Netizens have been angered by a video showing two Kenyan women being subjected to severe physical assault by a Lebanese military official.

Sources indicate that the brutal attack against the Kenyan nationals took place on June 17, 2018, in Burj Hammoud, Lebanon.

The attacker, said to be a military official in civilian clothes, is seen kicking the defenseless ladies and grabbing them by the hair in the middle of a road.

At some point, more attackers join the scuffle and continue assaulting the women who are pinned down on the tarmac road.

This is the moment two Kenyan women were beaten by a 'Lebanese official' in Beirut pic.twitter.com/LhpoweLt6k

— Middle East Eye (@MiddleEastEye) June 25, 2018

A news agency Middle East Eye indicated that it took the intervention of police officers 15 minutes later to bring the violent attack to an end.

Shortly after, the victims were issued with a deportation order for being in the country illegally.

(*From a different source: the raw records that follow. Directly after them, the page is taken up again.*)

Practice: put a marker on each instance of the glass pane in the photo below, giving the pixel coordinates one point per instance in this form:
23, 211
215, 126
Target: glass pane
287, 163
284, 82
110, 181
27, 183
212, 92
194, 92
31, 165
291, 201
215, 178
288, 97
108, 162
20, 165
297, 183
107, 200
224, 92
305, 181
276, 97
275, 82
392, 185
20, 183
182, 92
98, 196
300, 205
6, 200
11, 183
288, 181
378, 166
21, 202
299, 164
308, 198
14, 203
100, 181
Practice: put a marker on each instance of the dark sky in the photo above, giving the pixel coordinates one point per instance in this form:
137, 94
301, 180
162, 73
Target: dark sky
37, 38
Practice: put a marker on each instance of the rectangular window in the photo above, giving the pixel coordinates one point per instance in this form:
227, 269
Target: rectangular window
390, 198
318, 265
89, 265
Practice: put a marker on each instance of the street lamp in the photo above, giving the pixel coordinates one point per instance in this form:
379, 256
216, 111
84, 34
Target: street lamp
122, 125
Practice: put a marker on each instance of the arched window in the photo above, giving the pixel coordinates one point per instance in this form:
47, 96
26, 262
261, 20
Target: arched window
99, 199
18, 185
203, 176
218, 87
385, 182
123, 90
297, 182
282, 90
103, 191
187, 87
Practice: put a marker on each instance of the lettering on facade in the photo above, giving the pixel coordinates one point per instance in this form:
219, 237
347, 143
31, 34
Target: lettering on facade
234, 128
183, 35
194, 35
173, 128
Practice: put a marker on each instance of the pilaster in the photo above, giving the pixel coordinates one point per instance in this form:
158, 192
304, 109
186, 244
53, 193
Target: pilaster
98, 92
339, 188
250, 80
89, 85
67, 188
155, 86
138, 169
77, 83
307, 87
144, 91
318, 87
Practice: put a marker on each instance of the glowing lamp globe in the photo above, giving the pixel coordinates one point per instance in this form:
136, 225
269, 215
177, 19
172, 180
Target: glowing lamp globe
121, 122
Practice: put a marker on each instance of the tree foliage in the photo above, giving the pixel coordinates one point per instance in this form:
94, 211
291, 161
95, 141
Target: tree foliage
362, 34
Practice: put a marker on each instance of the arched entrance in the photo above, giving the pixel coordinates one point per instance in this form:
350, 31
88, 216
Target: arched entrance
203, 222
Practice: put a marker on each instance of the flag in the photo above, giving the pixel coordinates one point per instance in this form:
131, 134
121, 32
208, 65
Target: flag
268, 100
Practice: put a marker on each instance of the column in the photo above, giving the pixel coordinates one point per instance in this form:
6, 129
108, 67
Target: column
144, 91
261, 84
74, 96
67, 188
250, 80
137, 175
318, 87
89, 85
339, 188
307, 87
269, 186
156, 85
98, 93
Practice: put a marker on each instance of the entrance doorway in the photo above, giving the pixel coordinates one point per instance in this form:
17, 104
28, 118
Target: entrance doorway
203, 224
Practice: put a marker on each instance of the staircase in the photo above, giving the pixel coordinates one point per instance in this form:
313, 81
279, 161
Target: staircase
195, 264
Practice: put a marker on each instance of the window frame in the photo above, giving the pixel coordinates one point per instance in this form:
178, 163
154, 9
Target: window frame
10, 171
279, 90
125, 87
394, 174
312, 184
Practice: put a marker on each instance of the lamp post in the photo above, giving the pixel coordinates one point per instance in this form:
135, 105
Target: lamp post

On their part, however, the women indicated that the officer had swerved his car on them and a heated confrontation culminated in him physically assaulting them.

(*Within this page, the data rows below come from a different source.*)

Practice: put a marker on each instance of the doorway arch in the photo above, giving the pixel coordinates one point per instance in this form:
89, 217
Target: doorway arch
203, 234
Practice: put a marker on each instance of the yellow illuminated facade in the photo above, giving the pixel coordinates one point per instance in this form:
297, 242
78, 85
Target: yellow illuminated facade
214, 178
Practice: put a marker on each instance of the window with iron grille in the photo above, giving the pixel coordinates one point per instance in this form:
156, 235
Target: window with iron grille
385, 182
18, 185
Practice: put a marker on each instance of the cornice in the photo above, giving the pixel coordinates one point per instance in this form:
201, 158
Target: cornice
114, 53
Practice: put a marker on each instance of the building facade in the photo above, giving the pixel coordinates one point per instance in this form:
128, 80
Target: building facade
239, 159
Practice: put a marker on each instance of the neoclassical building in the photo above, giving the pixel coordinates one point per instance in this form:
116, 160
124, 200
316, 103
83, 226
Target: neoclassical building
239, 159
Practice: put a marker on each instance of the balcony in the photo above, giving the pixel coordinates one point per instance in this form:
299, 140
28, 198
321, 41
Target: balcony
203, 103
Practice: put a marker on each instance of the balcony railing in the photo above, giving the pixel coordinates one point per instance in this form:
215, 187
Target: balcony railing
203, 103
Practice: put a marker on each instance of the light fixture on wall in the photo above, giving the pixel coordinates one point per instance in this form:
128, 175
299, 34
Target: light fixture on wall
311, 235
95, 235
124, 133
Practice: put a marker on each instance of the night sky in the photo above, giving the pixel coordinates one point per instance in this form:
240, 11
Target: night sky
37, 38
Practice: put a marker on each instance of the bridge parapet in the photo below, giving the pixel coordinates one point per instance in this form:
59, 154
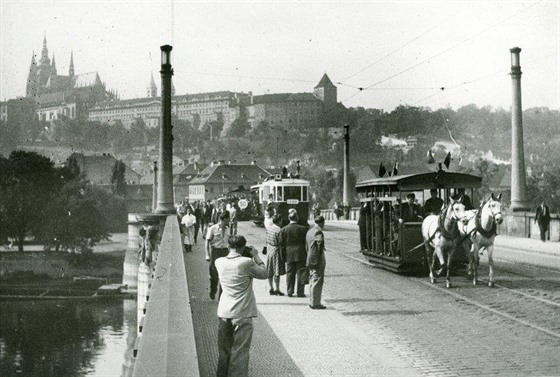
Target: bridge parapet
166, 343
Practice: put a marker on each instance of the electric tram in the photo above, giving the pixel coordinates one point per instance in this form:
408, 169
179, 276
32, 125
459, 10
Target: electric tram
281, 192
398, 245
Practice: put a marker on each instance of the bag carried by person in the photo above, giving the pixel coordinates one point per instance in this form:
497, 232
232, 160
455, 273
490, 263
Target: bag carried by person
304, 275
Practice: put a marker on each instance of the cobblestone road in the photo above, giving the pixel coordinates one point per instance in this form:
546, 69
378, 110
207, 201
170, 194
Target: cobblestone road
432, 331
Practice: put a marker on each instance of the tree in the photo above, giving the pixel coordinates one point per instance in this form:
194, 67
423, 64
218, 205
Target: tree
79, 222
118, 181
29, 183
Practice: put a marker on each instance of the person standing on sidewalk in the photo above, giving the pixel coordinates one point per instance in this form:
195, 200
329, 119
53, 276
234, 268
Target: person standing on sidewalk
275, 265
292, 246
216, 247
315, 246
542, 217
237, 306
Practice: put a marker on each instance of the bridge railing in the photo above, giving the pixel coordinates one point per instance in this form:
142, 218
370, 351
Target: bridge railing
166, 344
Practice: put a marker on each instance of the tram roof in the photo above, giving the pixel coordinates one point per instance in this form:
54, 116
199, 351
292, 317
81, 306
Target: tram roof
283, 182
423, 181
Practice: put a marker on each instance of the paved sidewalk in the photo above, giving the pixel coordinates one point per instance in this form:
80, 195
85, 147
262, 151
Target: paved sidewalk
290, 339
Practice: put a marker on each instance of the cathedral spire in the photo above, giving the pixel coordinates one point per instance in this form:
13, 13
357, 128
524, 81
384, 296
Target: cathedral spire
45, 53
31, 87
71, 70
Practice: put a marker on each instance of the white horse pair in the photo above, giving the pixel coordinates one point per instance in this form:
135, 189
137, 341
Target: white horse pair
479, 234
442, 236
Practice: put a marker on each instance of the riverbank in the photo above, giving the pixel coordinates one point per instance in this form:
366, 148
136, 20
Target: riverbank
36, 273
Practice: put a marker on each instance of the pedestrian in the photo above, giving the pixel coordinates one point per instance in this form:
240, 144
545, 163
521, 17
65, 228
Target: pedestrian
274, 263
198, 224
216, 247
237, 306
316, 262
188, 221
542, 217
233, 219
292, 246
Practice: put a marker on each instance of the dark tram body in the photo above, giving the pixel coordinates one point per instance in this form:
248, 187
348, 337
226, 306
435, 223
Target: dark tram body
282, 194
392, 244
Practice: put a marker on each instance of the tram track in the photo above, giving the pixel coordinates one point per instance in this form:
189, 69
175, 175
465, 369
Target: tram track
511, 310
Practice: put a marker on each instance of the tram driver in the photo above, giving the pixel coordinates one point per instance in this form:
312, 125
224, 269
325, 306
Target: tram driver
410, 210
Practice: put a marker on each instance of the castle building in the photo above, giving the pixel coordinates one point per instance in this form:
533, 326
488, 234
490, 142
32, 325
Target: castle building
293, 110
57, 95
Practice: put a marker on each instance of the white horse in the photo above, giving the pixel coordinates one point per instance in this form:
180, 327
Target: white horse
441, 236
481, 232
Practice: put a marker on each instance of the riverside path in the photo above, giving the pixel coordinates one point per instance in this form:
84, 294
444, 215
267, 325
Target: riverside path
378, 323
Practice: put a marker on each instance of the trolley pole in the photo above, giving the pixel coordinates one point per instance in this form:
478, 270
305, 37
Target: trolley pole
165, 204
346, 182
518, 180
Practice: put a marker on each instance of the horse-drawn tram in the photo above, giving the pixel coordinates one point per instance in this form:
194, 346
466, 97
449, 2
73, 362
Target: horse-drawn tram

According to a Lebanese publication, Daily Star, the Lebanese Army issued a statement a few days later refuting the claims that the attacker was one of their members.

"The two women who were drunk assaulted an Army member who was with his wife, and hit him with a bottle on his head," the statement indicated.

"This prompted one of the civilians (present at the scene) to intervene and hit the two women," concluding that the attackers were arrested and detained by Military Police.

The acting Lebanon Justice Minister Salim Jreissati equally issued a statement denouncing the incident: "It is important that the justice minister announces to the public that the (incident) of a soldier hitting two Kenyan nationals and harming them with others' participation was investigated at the Burj Hammoud police station where the facts were documented."

[caption caption="Previous protests in Lebanon"][/caption]

Speaking to Kenyans.co.ke, an official from the Consulate of Lebanon in Nairobi indicated that intervention in such cases of violence may be delayed especially where the victims travelled to the foreign countries through unregistered agencies or illegally.

The video has, however, sparked outrage with netizens reading racial discrimination undertones in the attack.